In Titus 2:14, Jesus gave himself to redeem us from all lawlessness and to purify for himself a people of his own possession who are zealous for doin good works, so becoming zealous for doing for doing good works in obedience to God's law is the way to believe in what Jesus accomplished through the cross (Acts 21:20), not the way to produce ignorant pride.
If the COMMAND of God is to no longer follow the commands of the LAW, the second command supersedes the first.
Demanding God cannot supersede his own commands, is pure and unadutlrated rebellion against the authority of God's Throne under the guise of fake piety.
All of God's righteous laws are eternal (Psalms 119:160). In Matthew 5:17-19, Jesus said that he came not to abolish the law and warned against relaxing the least part of it, interpreting the verses that you cited as saying that he abolished God's law is calling him a liar and disregarding his warning. Moreover, in Romans 3:31, Paul confirmed that our faith does not abolish God's law, but rather our faith upholds it, so that is also interpreting Paul as contradicting himself. God did not make any mistakes when He gave His law, so you should be quicker to think that you've misunderstood the verses that you've quoted than to think that it makes perfect sense for God to need to abolish His own laws.

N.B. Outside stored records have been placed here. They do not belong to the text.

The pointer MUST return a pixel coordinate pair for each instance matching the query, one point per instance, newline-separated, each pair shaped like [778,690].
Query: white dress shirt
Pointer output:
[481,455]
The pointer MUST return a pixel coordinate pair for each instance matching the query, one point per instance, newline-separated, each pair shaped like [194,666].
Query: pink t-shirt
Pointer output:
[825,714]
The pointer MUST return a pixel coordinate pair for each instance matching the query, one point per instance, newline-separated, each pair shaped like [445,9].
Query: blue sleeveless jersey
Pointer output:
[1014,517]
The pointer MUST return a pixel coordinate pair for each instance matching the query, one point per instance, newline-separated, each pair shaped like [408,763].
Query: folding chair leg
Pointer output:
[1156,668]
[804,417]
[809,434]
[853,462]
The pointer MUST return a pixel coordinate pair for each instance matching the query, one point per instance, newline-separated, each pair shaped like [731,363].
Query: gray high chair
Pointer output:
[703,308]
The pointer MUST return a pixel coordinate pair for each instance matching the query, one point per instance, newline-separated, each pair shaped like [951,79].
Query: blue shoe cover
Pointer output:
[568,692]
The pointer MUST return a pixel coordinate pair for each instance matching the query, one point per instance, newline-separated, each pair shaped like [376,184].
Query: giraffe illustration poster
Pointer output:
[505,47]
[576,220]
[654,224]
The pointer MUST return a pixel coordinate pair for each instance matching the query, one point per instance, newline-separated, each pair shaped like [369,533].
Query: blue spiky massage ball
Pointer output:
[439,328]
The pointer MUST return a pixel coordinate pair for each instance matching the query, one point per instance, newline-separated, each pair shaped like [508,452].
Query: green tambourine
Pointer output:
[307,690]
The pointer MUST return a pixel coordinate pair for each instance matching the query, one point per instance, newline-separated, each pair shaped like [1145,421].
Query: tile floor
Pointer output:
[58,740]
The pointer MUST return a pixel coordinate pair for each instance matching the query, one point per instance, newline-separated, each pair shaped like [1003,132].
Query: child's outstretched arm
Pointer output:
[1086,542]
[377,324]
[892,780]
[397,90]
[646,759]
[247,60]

In Matthew 4:17-23, Jesus began his ministry with the Gospel message to repent for the Kingdom of God is at hand, and God's law was how his audience knew what sin is (Romans 3:20), so repenting from our disobedience to it is a central part of the Gospel message. Moreover, Jesus set a sinless example of how to walk in obedience to God's law, and we are told to follow his example (1 Peter 2:21-22) and that those who are in Christ are obligated to walk in the same way he walked (1 John 2:6). So saying that Jesus abolished the law is saying that he abolished the Gospel, everything that he taught during his ministry, and everything he accomplished through the cross (Titus 2:14). Eternal instructions for how to testify about God's nature can't be abolished without first abolishing God and abolishing Jesus, who is the exact image of God's nature (Hebrews 1:3). In other words, God's word can't be abolished without also abolishing God's word made flesh.